“I hate living over the shop,” she said. “It’s so common. Let’s take a house away from here.”
“Good that I am on the premizes,” Enoch replied in Welsh. “Hap go wrong will affairs if I leave.”
“We can’t ask any one decent here. Only commercials,” Gwen said. With a show of care for her husband’s welfare, she added: “Working too hard is my boy bach. And very splendid you should be.”
Her design was fulfilled, and she and Enoch came to dwell in Thornton East, in a house near Richmond Park, and on the gate before the house, and on the door of the house, she put the name Windsor. From that hour she valued herself high. She had the words Mrs. G. Enos-Harries printed on cards, and she did not speak of Enoch’s trade in the hearing of anybody. She gave over conversing in Welsh, and would give no answer when spoken to in that tongue. She devised means continually to lift herself in the esteem of her neighbors, acting as she thought they acted: she had a man-servant and four maid-servants, and she instructed them to address her as the madam and Enoch as the master; she had a gong struck before meals and a bell rung during meals; the furniture in her rooms was as numerous as that in the windows of a shop; she went to the parish church on Sundays; she made feasts. But her life was bitter: tradespeople ate at her table and her neighbors disregarded her.
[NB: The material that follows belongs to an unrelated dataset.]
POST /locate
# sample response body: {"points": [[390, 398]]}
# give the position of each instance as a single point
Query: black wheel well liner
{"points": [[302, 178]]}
Enoch mollified her moaning with: “Never mind. I could buy the whole street up. I’ll have you a motor-car. Fine it will be with an advert on the front engine.”
Still slighted, Gwen smoothed her misery with deeds. She declared she was a Liberal, and she frequented Thornton Vale English Congregational Chapel. She gave ten guineas to the rebuilding fund, put a carpet on the floor of the pastor’s parlor, sang at brotherhood gatherings, and entertained the pastor and his wife.
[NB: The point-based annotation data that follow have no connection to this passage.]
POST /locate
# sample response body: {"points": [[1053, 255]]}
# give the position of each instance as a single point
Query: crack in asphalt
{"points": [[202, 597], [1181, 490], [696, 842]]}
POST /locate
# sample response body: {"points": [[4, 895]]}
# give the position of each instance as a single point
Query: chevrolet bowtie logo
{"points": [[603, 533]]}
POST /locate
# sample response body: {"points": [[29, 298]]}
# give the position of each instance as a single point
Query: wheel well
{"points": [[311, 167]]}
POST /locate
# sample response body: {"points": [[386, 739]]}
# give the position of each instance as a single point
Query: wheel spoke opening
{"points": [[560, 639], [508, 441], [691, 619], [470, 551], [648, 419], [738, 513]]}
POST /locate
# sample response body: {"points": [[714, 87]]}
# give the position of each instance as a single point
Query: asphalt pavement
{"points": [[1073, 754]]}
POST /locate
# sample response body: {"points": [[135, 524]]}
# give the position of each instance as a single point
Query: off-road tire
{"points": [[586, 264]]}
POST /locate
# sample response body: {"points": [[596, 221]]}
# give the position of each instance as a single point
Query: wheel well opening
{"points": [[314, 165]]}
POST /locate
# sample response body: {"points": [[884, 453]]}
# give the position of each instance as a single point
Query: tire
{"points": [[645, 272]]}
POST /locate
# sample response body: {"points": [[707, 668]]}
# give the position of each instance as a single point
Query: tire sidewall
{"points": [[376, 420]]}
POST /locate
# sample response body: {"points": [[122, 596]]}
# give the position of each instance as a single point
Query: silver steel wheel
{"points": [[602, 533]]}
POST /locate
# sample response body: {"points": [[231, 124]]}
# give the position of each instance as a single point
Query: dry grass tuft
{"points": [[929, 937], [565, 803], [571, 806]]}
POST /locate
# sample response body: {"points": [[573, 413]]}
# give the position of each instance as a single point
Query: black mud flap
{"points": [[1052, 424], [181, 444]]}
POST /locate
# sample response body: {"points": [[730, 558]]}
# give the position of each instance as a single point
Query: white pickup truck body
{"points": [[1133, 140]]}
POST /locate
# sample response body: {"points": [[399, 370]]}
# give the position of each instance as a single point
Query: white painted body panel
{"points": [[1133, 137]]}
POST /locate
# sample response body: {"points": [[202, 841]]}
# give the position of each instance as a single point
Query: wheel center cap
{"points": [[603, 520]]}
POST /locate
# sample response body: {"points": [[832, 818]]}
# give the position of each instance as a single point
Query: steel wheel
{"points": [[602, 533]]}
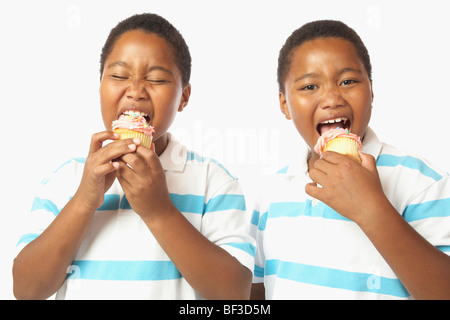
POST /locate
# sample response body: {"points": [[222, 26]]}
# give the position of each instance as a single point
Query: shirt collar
{"points": [[174, 156], [371, 145]]}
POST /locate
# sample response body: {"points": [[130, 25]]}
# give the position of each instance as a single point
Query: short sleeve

Wherefore her charity was discoursed thus: “Now when Peter spoke of a light that shines—shines, mark you—he was thinking of such ladies as Mrs. G. Enos-Harries. Not forgetting Mr. G. Enos-Harries.”
“I’m going to build you a vestry,” Gwen said to the pastor. “I’ll organize a sale of work to begin with.”
The vestry was set up, and Gwen bethought of one who should be charged with the opening ceremony of it, and to her mind came Ben Lloyd, whose repute was great among the London Welsh, and to whose house in Twickenham she rode in her car. Ben’s wife answered her sharply: “He’s awfully busy. And I know he won’t see visitors.”
“But won’t you tell him? It will do him such a lot of good. You know what a stronghold of Toryism this place is.”
A voice from an inner room cried: “Who is to see me?”
“Come this way,” said Mrs. Lloyd.
Ben, sitting at a table with writing paper and a Bible before him, rose.
“Messes Enos-Harries,” he said, “long since I met you. No odds if I mouth Welsh? There’s a language, dear me. This will not interest you in the least. Put your ambarelo in the cornel, Messes Enos-Harries, and your backhead in a chair. Making a lecture am I.”